Mes mains, par le toucher de la sensation interne, ont tout de suite senti la bousculade encore présente : au niveau du crâne, les flux de température, consistance et mouvement internes sont immobiles, comme suspendus par moments. Un froid piquant devenant un chaud intense, puis des crampes engourdies et piquantes ont alterné au gré de trois séances rapprochées de quelques jours et à différents endroits de la tête, du cou et du dos. Les flux se sont exprimés de nouveau en liberté, indiquant directement et à chaque instant aux mains ce qu’il fallait faire ou ne pas faire. Le chaud interne au niveau du haut du corps s’est peu à peu rétabli. Les hanches, les épaules et le cou se sont détendus et le cours normal de la vie a pu reprendre.
Ma lecture du phénomène : deux ou trois jours de repos complet juste après l’accident auraient évité cette fragilisation qui pouvait encore durer des mois voire des années. En crispant la nuque et les épaules sous l’impact d’un choc, en raidissant les hanches, le corps « sait ce qu’il fait », il faut lui donner du temps et un confort à sa mesure. Il protège toute la zone affectée et permet au cerveau de « digérer » à son rythme l’impact de la secousse qu’il a subie.
« On ne fait pas pousser le riz en tirant dessus », aurait dit la japonaise qu’était Akiko. Même la réponse déplaisante du corps après un choc peut être promesse de fraîcheur et de bien-être…
Flux interne : en yukidō, forces qui mobilisent les températures, consistances et mouvements internes au corps. Les flux internes se distinguent des fluides corporels en cela qu’ils les animent et modulent.

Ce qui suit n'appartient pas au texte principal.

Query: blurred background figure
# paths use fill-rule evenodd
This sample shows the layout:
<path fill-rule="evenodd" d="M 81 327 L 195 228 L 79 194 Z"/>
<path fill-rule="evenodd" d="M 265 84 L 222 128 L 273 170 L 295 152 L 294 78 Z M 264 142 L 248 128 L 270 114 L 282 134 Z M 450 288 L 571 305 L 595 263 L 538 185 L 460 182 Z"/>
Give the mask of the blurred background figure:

Fraîcheur : sensation interne très particulière au corps en bonne santé, rappelant la température d’une brise légère, avec une souplesse où rien n’accroche et un mouvement régulier qui s’exprime en liberté. Le tout donne une impression d’équilibre qui s’ajuste facilement. C’est aussi la sensation interne des mains qui « accompagnent » les efforts de l’organisme, quand il a travaillé à sa juste mesure et qu’un certain réajustement s’est réalisé, localement ou globalement.
Sensation interne : se dit d’une sensation venant de l’intérieur du corps : inflammation, crampe, fourmillements…
Senti versus ressenti : le senti correspond à la perception des cinq sens, mais aussi à celle du sens vestibulaire de l’oreille interne (pour le positionnement dans l’espace), des nocicepteurs (pour la douleur), des thermorécepteurs (pour la température) et de son propre niveau de tension musculaire ou de son tonus (pour le mouvement). Le ressenti, lui, donne une appréciation et une interprétation du senti : agréable ou désagréable, bon ou mauvais, exacerbant ou lénifiant, structurant ou déstructurant…
Toucher de la sensation interne : le contact a lieu entre deux sensations internes, celle de la main et celle de la partie accompagnée. La main peut percevoir la température, la consistance et le mouvement des flux qui animent les organes et fluides corporels. Ce toucher a une influence sur les sensations internes et externes.